This is not a drunk text right now. This is an i want your dick text. There is a difference.
doing lines of blow through a tampon applicator in the study lounge at 7am so i can finish an italian composition that was due a week and a half ago...such a good student.
Pretty sure that this text will cost me like $5 but just wanted you to know that I just smoked a bowl of kush, about to walk around shopping for hookers and i get 3 credit hours for this study abroad .... have fun studying for finals.
Am I allowed to say that I would really enjoy blowing you again? Or does that fall into the "nothing changes between us" catagory?

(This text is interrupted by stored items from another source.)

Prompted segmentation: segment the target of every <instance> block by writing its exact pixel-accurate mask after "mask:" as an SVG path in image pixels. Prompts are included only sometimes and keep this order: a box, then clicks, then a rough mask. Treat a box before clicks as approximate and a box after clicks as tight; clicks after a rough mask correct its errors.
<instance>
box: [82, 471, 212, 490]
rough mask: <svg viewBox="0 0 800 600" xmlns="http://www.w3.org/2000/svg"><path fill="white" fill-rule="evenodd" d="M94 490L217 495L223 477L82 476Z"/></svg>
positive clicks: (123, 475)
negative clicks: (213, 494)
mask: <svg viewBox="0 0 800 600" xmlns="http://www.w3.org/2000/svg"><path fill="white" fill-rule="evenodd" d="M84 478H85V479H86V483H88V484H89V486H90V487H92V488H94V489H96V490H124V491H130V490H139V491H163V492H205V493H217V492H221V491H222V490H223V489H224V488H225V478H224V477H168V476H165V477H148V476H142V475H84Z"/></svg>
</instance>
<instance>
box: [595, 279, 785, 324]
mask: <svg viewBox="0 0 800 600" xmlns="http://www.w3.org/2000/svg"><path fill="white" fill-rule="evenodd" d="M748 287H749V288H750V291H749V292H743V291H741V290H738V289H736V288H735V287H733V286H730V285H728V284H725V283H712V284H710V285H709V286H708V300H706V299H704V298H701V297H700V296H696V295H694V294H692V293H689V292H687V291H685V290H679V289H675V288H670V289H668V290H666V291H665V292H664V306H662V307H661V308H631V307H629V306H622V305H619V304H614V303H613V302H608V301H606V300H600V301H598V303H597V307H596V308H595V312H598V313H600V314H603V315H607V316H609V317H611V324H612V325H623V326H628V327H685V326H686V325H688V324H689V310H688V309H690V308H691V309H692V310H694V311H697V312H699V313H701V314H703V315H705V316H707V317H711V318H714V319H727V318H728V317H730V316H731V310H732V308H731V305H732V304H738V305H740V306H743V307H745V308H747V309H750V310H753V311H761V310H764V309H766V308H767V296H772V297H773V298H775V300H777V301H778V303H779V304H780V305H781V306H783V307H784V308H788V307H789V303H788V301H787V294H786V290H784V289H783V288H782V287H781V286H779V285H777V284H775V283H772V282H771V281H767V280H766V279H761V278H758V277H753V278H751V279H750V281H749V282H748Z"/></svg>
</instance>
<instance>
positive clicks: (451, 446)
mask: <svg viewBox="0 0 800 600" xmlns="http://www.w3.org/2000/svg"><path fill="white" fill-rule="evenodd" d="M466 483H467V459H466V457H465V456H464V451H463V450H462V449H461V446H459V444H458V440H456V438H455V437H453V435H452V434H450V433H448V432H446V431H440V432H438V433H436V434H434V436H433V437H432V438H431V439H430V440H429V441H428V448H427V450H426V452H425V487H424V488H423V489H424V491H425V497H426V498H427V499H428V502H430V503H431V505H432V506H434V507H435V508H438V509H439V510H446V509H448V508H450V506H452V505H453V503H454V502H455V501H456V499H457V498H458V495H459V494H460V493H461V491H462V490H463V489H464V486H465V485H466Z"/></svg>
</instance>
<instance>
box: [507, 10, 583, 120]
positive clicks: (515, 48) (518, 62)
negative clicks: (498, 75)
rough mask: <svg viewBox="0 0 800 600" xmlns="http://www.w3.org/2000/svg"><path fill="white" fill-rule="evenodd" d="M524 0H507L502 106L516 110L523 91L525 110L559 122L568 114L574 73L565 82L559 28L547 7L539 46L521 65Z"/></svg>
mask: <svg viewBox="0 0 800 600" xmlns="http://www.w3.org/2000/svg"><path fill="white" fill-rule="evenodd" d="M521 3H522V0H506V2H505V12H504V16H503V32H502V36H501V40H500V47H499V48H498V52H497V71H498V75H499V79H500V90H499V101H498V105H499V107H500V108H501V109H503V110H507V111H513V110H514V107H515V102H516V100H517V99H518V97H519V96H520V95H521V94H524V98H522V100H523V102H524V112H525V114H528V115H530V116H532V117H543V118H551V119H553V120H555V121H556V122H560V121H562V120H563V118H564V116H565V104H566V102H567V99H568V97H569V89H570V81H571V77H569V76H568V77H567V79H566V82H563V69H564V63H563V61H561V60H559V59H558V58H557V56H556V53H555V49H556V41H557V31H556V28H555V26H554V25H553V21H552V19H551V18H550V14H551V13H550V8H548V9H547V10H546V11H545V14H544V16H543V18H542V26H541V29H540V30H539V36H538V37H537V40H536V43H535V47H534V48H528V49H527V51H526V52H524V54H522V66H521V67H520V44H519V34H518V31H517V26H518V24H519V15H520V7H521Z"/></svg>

And when he pulled me off the bathroom floor, he just looked at the cat litter stuck to my chin and said "oh sweetie" and shook his head. I think my dad's officially given up hope.
Printing the vagina inspector badge was money well spent.
My hanfda are one with the u niverse and I am cirretnly inhaling a couch
Best elective surgery ever. Having a great time ignoring girls' pleas to pull out and blowing it inside anyway. I like to watch them absolutely freak out and go batshit crazy for 20 mins before I mention the snip-snip surgery. Power trip.
I had to explain to my dentist that my tooth was chipped because we designated my mouth as the official way to open beer. I feel like our level of partying is no longer socially acceptable.
This is the most boring acid ever. I feel like a child. But thats okay, I've been a child before, its nothing new.
Yeah sorry about that. I got pulled into the Russian student society's end of term party. There was too much vodka and eurodance to come help you pack.
Why do I think he'd like to keep my hair in a box?
SUNS OUT COOCHY OUT
When she saw "buy condoms" on my to do list she figured out pretty quick we were breaking up.
Send me a picture of our booze closet. I'm homesick.